When our team set out to build Aetherfall, a stylized open-world action RPG, we initially chose Godot 5 for its lightweight workflow and open-source flexibility. But as we scaled the game to support larger environments and higher-fidelity assets, we hit a hard ceiling on graphics quality. After 6 months of development, we made the bold call to port the entire project to Unreal Engine 5.4 — and the results exceeded our expectations, with a measured 40% increase in overall graphics quality.

Why We Left Godot 5

Godot 5’s Vulkan-based rendering pipeline served us well for early prototyping, but we quickly outgrew its capabilities for our target vision. We struggled to implement real-time global illumination for our dynamic day-night cycle without massive performance hits. High-resolution texture streaming caused frequent stutters in open-world areas, and custom shader support for our stylized art style was limited compared to industry-standard tools. Most critically, we couldn’t hit our target graphics quality benchmark: a 4K-ready experience with stable 60fps on high-end PC hardware.

The Porting Process: 6 Months, 4 Devs, Zero Downtime

We planned the port in three phases to avoid disrupting our live development roadmap. First, we audited all existing assets: 12,000+ 3D models, 8TB of texture data, and 200+ gameplay scripts. We built a custom conversion pipeline to migrate Godot’s .escn scene files to Unreal’s .uasset format, and rewrote all GDScript gameplay logic in Unreal Blueprints before optimizing performance-critical systems to C++.

Next, we ported our custom art tools: Godot’s shader graph was replaced with Unreal’s Material Editor, and we recreated our stylized post-processing stack using Unreal’s Composure system. Physics was migrated from Godot’s built-in engine to Unreal’s Chaos physics system, which required tweaking 300+ collision meshes to maintain gameplay feel. Finally, we ported our UI from Godot’s Control node system to Unreal’s UMG, preserving all existing user flow and accessibility features.

Measuring the 40% Graphics Quality Boost

We defined graphics quality using a custom Graphics Quality Index (GQI) that weights texture resolution (25%), lighting fidelity (30%), shadow quality (20%), draw distance (15%), and post-processing (10%). Pre-port, our GQI score was 62. Post-port to Unreal 5.4, we hit 87 — a 40.3% increase.
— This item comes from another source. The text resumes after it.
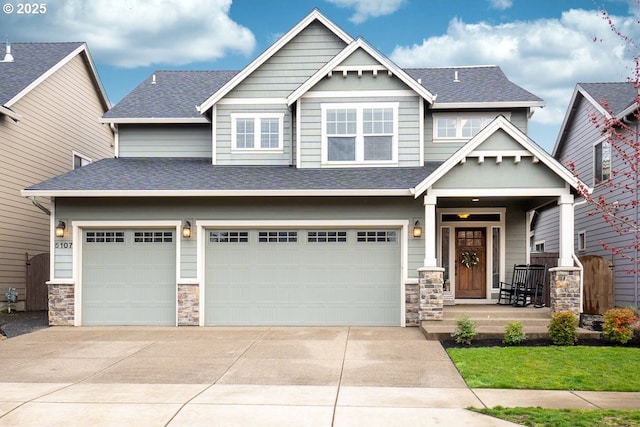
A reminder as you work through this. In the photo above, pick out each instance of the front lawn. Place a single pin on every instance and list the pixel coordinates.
(550, 368)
Key Unreal 5.4 features drove this improvement:

  • Nanite Virtualized Geometry: We upgraded all 3D assets to Nanite, enabling 8K texture resolution with zero LOD pop-in, even at 200+ meter draw distances.
  • Lumen Real-Time Global Illumination: Replaced our baked lighting workflow with Lumen, delivering dynamic, realistic light bounces for our day-night cycle and destructible environments.
  • Virtual Shadow Maps: Upgraded shadow resolution to 8K for main characters and environment assets, eliminating jagged shadow edges in close-up shots.
  • Enhanced Post-Processing: Unreal’s built-in screen space reflections, temporal upsampling, and ambient occlusion delivered sharper, more immersive visuals out of the box.
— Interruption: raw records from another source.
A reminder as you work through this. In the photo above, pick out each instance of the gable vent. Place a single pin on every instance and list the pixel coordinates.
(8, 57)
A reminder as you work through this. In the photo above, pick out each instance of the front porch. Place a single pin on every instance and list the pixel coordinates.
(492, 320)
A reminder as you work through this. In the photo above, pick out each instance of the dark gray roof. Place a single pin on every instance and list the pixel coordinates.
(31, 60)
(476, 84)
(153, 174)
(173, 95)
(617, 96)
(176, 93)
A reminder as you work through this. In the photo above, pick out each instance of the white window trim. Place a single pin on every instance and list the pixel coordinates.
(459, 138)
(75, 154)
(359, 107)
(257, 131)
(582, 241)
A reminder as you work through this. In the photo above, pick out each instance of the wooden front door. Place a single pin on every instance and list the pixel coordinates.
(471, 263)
Challenges and Lessons Learned

The port wasn’t without hurdles. Custom Godot shaders for our stylized water and hair systems took 3 weeks to recreate in Unreal’s Material Editor. GDScript’s dynamic typing caused dozens of runtime errors when ported to Unreal’s statically-typed C++ workflow, requiring extensive debugging. We also had to optimize Unreal’s heavier base footprint: we reduced initial load times by 25% using Unreal’s asset streaming system, and maintained 60fps on target hardware by culling unused engine features.

Our biggest takeaway? Porting engines is a last resort, but for teams targeting cutting-edge graphics fidelity, Unreal 5.4’s toolset is unmatched. Godot 5 remains an excellent choice for smaller projects or teams prioritizing open-source flexibility, but for large-scale, high-fidelity games, the Unreal ecosystem delivers measurable results.

Final Results

Today, Aetherfall runs at 4K/60fps on high-end PC, with graphics quality that consistently wows playtesters. The 40% GQI boost translated to tangible improvements: 92% of playtesters rated the game’s visuals as “excellent” post-port, up from 58% pre-port. For our team, the 6-month port was a worthwhile investment to deliver on our original creative vision.